Second, the Law provides that, provided certain conditions exist, distributors are entitled to claim additional compensation from manufacturers, irrespective of whether or not reasonable notice was given.  This additional compensation is to cover (i) goodwill, (ii) costs and investments incurred by the distributor and (iii) distributor staff redundancy costs (see Section IV below).

Q3.    Is the Law a jackpot for distributors?
Foreign manufacturers often view the Law as too generous towards distributors, especially when confronted with the significant claims made by distributors before the Belgian courts.  Even though distributors tend to claim more than the courts award, the compensation due under the Law is often very substantial.

However, we should not lose sight of the fact that, when passing the Law, the Belgian parliament was aiming to legally “lock in” the protection of the distributor, while not intending to detract from the manufacturer’s legitimate interests.


II.    Scope of the Law

Q4.    Does the law apply to any distributorship?
The Law defines a distributorship as an agreement under which a principal grants one or more distributors the right to sell, in their own name and for their own account, products manufactured or distributed by the principal.
For the Law to apply, the distribution rights should be (i) exclusive, (ii) for a territory including (part of) Belgium and (iii) for an indefinite duration.

It should be noted that, following an amendment to the Law made in 1971, all fixed-term distribution agreements are, as from their third renewal, considered to have become agreements of indefinite duration.

Q5.    Is the law’s scope limited to expressly exclusive distributorships?
Definitely not.  Whether or not distribution rights will be held to be exclusive depends on the de facto situation, rather than on the wording of the distribution agreement.  If a distributor is responsible for almost all the sales of the manufacturer’s products in the territory (so-called “quasi-exclusivity”), the Law will apply to the distribution agreement, even if it contains a non-exclusivity clause. 

Furthermore, the Law applies to contracts where the principal imposes major obligations on the distributor, which by their nature could cause considerable prejudice to the distributor if the agreement were to be terminated.


III.    Reasonable notice

Q6.    What is reasonable notice?
The Law does not define “reasonable” notice.  However, case law has established that the notice period must be long enough for the distributor to find an alternative distributorship offering the same commercial advantages as the former one, or more generally, to allow the distributor to find an alternative source of income, whether or not this involves a reorganisation. 

Q7.    How is reasonable notice determined?
The notice period should be agreed between the parties upon termination.  If the parties fail to reach an agreement, the court will define a “reasonable” notice period.  Except for the principle of equity, the Law does not provide any guidelines in this respect.  Generally, the courts take into account the following criteria:

  • the length of time the distributorship has existed;
  • the size of the investments made by the distributor
  • the amount of the distributor’s turnover generated by the contract products as part of the distributor’s overall sales;
  • market share and sales growth during the distributorship;
  • the rarity and specificity of the products;
  • the existence of other distributorships for the same product;
  • the extent of the territory allocated to the distributor.

In practice, reasonable notice tends to be between 3 months and 3 years, depending on the specific circumstances of the case and on the weight given by the court to each of the above criteria.

Q8.    What if no notice or insufficient notice is given?
Firstly, it should be noted that the party terminating the distribution agreement is not obliged to give notice.  It  may choose instead to pay compensation in lieu of notice.

In any event, if no notice, or insufficient notice, is given, the terminated party is entitled to compensation in lieu of notice under Article 2 of the Law. 

There is no formula or rule for calculating the amount of the compensation in lieu of notice.  It is generally calculated on the basis of the semi-gross profit (i.e. the net profits which would normally have been made by the distributor during the reasonable notice period, plus the amount of fixed overheads incurred during the notice period.
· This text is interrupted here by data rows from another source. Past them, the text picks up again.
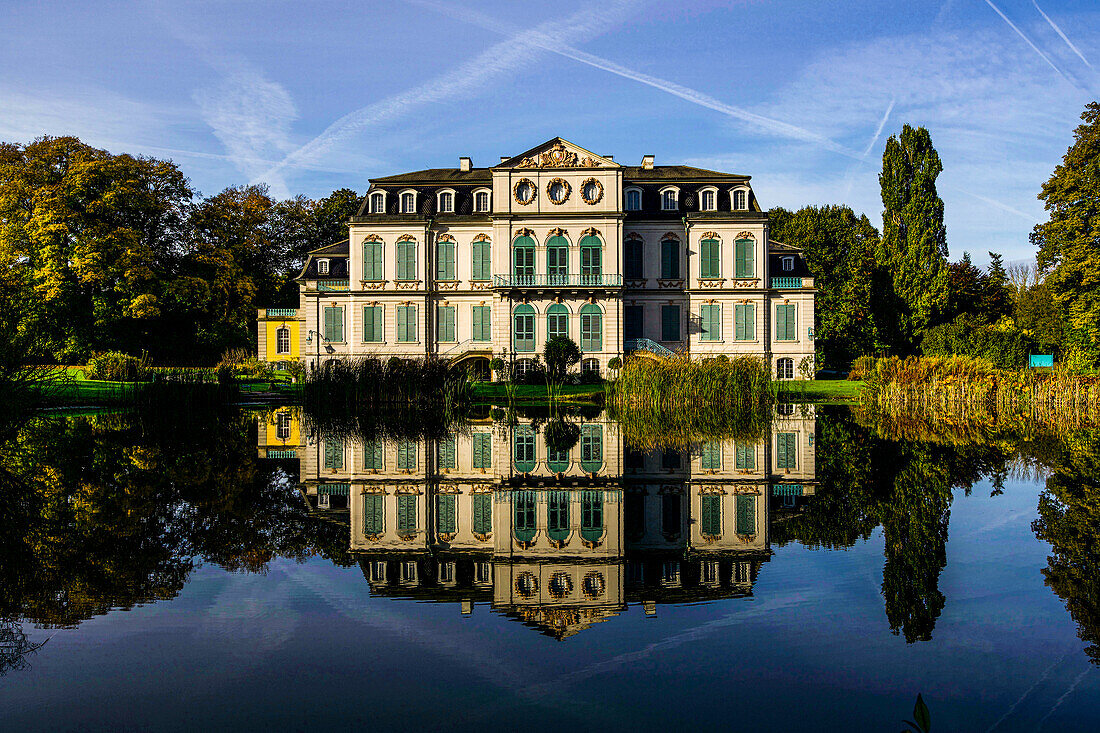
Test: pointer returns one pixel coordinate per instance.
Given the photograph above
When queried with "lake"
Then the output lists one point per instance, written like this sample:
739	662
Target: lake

Fixed overheads include rent, heating, lighting, maintenance of premises and equipment and insurance).  The reference period taken into account is usually limited to a maximum of three years preceding the termination date.
In most cases, the courts will appoint an expert to make the calculations.


IV.    Additional compensation

Q9.    What is covered by additional compensation?
Additional compensation covers (i) goodwill (ii) costs incurred and investments made by the distributor and (iii) redundancy costs for the distributor for staff dismissed as a result of the termination.  No other heads of claim can be introduced.

Q10.    Is additional compensation due in the event of lawful termination?
Additional compensation will be due if certain conditions apply, irrespective of whether or not reasonable notice was given. No additional compensation is due if the distribution agreement is terminated on the basis of a serious breach by the distributor.

Q11.    How is the entitlement to additional compensation assessed?

In order to be entitled to additional compensation, the distributor has to demonstrate that

1.  in respect of goodwill:

  • there had been a significant increase in the number of customers during the term of the distribution agreement; AND
  • this increase was a result of its marketing efforts; AND
  • the customers are likely to continue to purchase the contract products after termination;

2. in respect of costs and investments incurred:

  • he made investments or incurred costs that will continue to benefit the principal after termination;

and/or

3. in respect of redundancy costs:

  • he had to dismiss members of staff as a direct result of the termination of the distributorship.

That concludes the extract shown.